In March 2011, the Public Policy Institute of California published a study of the impact of the law. The authors came to two main conclusions: LAWA did achieve “the intended goal of reducing the number of unauthorized immigrants in the state. However, it also had the unintended consequence of shifting unauthorized workers into less formal work arrangements.”
One of the authors of the report, Magnus Lofstrom, says that the data show that after the passage of LAWA, there was a substantial increase in the number of low-skilled Hispanic men categorizing themselves as “self-employed.” No longer able to obtain jobs with regular wages or salaries, they were forced to hire out their labor on a more ad hoc basis.
“If we compare Arizona to states that had the same kind of employment patterns prior to the legislation passing,” says Lofstrom, “we see that in Arizona, for this group of likely unauthorized low-skilled men, the self-employment rate almost doubled in a very short period of time. That is consistent with that concern that the law does push unauthorized immigrants into the informal sector.

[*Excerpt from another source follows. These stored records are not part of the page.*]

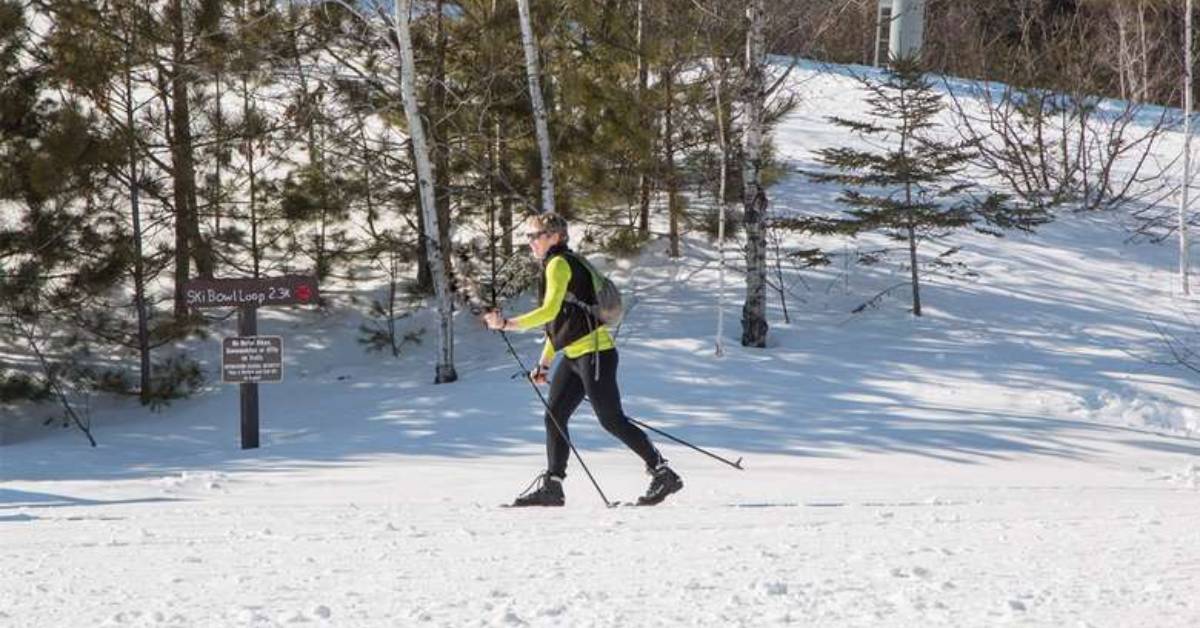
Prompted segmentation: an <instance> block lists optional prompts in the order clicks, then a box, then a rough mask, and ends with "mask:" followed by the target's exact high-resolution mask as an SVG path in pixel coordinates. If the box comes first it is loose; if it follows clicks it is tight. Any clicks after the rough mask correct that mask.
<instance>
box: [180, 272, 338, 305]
mask: <svg viewBox="0 0 1200 628" xmlns="http://www.w3.org/2000/svg"><path fill="white" fill-rule="evenodd" d="M184 297H185V299H186V303H187V306H188V307H242V306H247V305H252V306H254V307H264V306H270V305H308V304H313V303H316V301H317V280H316V279H314V277H305V276H298V275H287V276H282V277H263V279H197V280H192V281H188V282H187V283H186V285H185V286H184Z"/></svg>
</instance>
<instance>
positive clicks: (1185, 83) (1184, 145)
mask: <svg viewBox="0 0 1200 628" xmlns="http://www.w3.org/2000/svg"><path fill="white" fill-rule="evenodd" d="M1192 4H1193V0H1188V14H1187V28H1186V30H1184V32H1186V35H1184V37H1183V56H1184V59H1186V61H1184V65H1186V66H1187V67H1186V70H1184V76H1186V77H1187V78H1186V79H1184V83H1183V189H1182V190H1183V191H1182V193H1181V195H1180V285H1181V287H1182V288H1183V294H1190V293H1192V288H1190V286H1188V273H1189V265H1190V264H1189V263H1188V211H1189V207H1188V204H1189V203H1188V201H1189V198H1188V196H1189V195H1188V192H1189V189H1190V187H1192V90H1193V88H1194V83H1193V80H1192Z"/></svg>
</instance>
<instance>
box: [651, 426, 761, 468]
mask: <svg viewBox="0 0 1200 628" xmlns="http://www.w3.org/2000/svg"><path fill="white" fill-rule="evenodd" d="M629 420H630V421H631V423H634V424H635V425H641V426H642V427H646V429H647V430H650V431H652V432H654V433H658V435H661V436H666V437H667V438H671V439H672V441H674V442H677V443H679V444H682V445H686V447H690V448H692V449H695V450H697V451H700V453H701V454H704V455H706V456H709V457H715V459H716V460H720V461H721V462H725V463H726V465H728V466H731V467H733V468H736V469H738V471H745V467H743V466H742V457H740V456H738V461H737V462H730V461H728V460H726V459H724V457H721V456H719V455H716V454H714V453H712V451H709V450H707V449H704V448H702V447H696V445H694V444H691V443H689V442H688V441H684V439H683V438H677V437H674V436H671V435H670V433H667V432H665V431H662V430H660V429H658V427H654V426H652V425H647V424H644V423H642V421H640V420H637V419H635V418H632V417H630V419H629Z"/></svg>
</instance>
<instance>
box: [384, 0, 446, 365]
mask: <svg viewBox="0 0 1200 628" xmlns="http://www.w3.org/2000/svg"><path fill="white" fill-rule="evenodd" d="M410 4H412V1H410V0H397V1H396V14H395V18H394V20H392V29H394V30H395V34H396V40H395V42H396V47H397V50H396V52H397V53H398V54H400V66H401V67H400V85H401V86H400V89H401V96H402V98H403V101H404V116H406V118H407V119H408V133H409V138H410V139H412V143H413V156H414V159H415V162H416V187H418V191H419V196H420V202H421V214H422V215H424V216H425V228H426V233H424V234H422V237H424V239H425V246H426V251H427V252H428V257H430V267H431V268H430V271H431V273H432V275H433V289H434V292H436V298H437V301H438V364H437V373H436V376H434V379H433V382H434V383H438V384H443V383H448V382H454V381H455V379H457V378H458V375H457V373H456V372H455V367H454V304H452V303H451V300H450V299H451V293H450V281H449V277H448V276H446V270H445V269H446V267H445V263H444V262H443V255H444V253H446V251H442V250H440V246H439V240H438V234H437V225H438V209H437V203H436V199H434V196H433V165H432V161H431V159H430V146H428V144H426V142H425V122H424V121H422V120H421V108H420V104H419V103H418V102H416V86H415V79H416V64H415V62H414V61H413V36H412V31H410V30H409V18H410V11H412V7H410ZM428 232H433V233H428Z"/></svg>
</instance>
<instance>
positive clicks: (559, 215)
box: [533, 211, 570, 244]
mask: <svg viewBox="0 0 1200 628" xmlns="http://www.w3.org/2000/svg"><path fill="white" fill-rule="evenodd" d="M533 221H534V225H536V226H538V229H539V231H544V232H546V233H557V234H559V237H560V240H559V241H562V243H563V244H566V241H568V239H569V238H570V237H569V234H568V233H566V219H564V217H563V216H562V215H559V214H556V213H553V211H547V213H545V214H539V215H536V216H534V217H533Z"/></svg>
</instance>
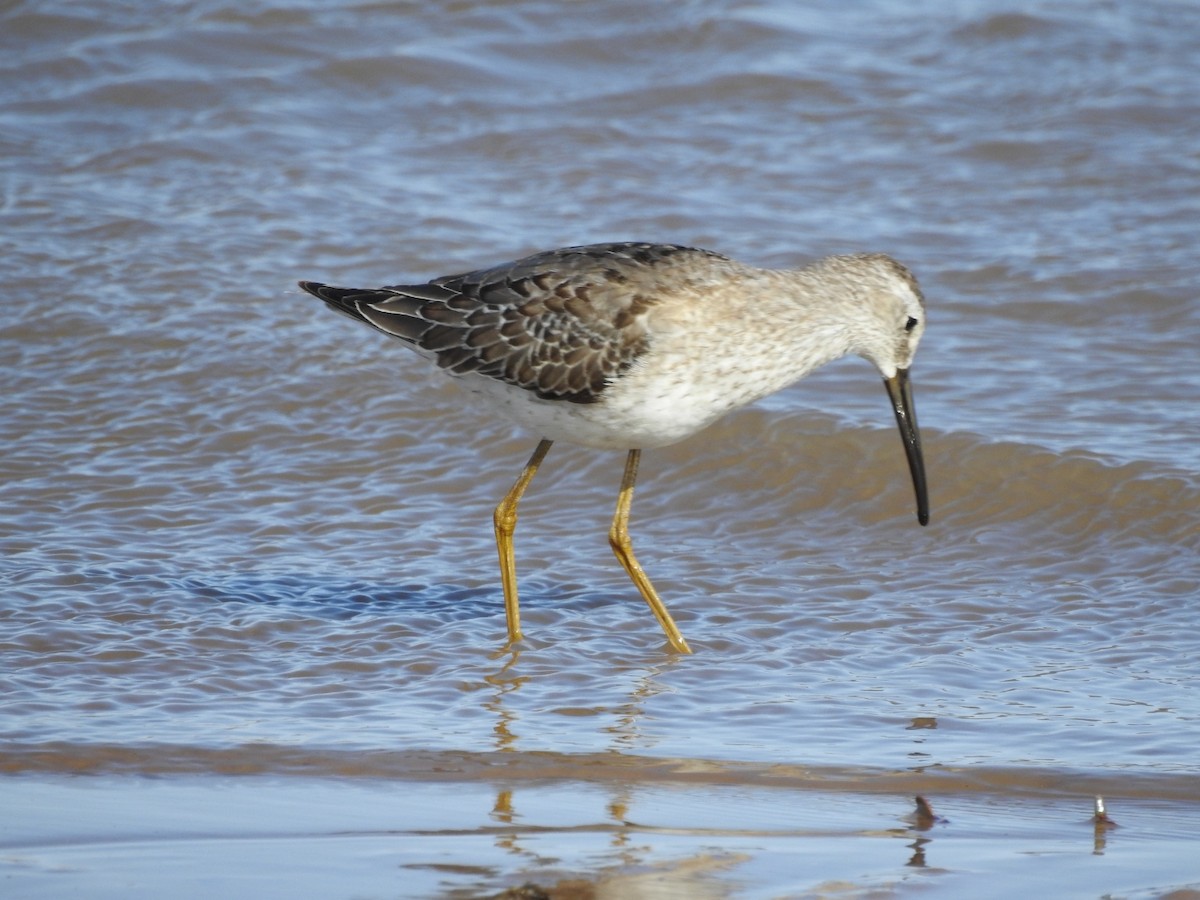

“What we’ve created here with this kind of legislation,” says Lofstrom, “is an incentive to shift the relationship between the employer and the employee.”
The consequences are unpalatable for anyone worrying about the quality of life of the workers. A higher proportion of low-skilled non-citizen Hispanic men who declare themselves self-employed live in poverty, says Lofstrom, and “a much higher proportion lack health insurance.”
Instead of shrinking the size of the underground economy, the combination of slow economic growth with laws aiming to encourage self-deportation is backing workers into a corner, says UCLA’s Wong.
“The economic recession has on the one hand reduced the number of immigrants coming to this country,” says Wong, “but in many ways it has also heightened the exploitation and abuse that exists in the underground economy, based on complete lack of options for those trapped in the underground economy to find better jobs.”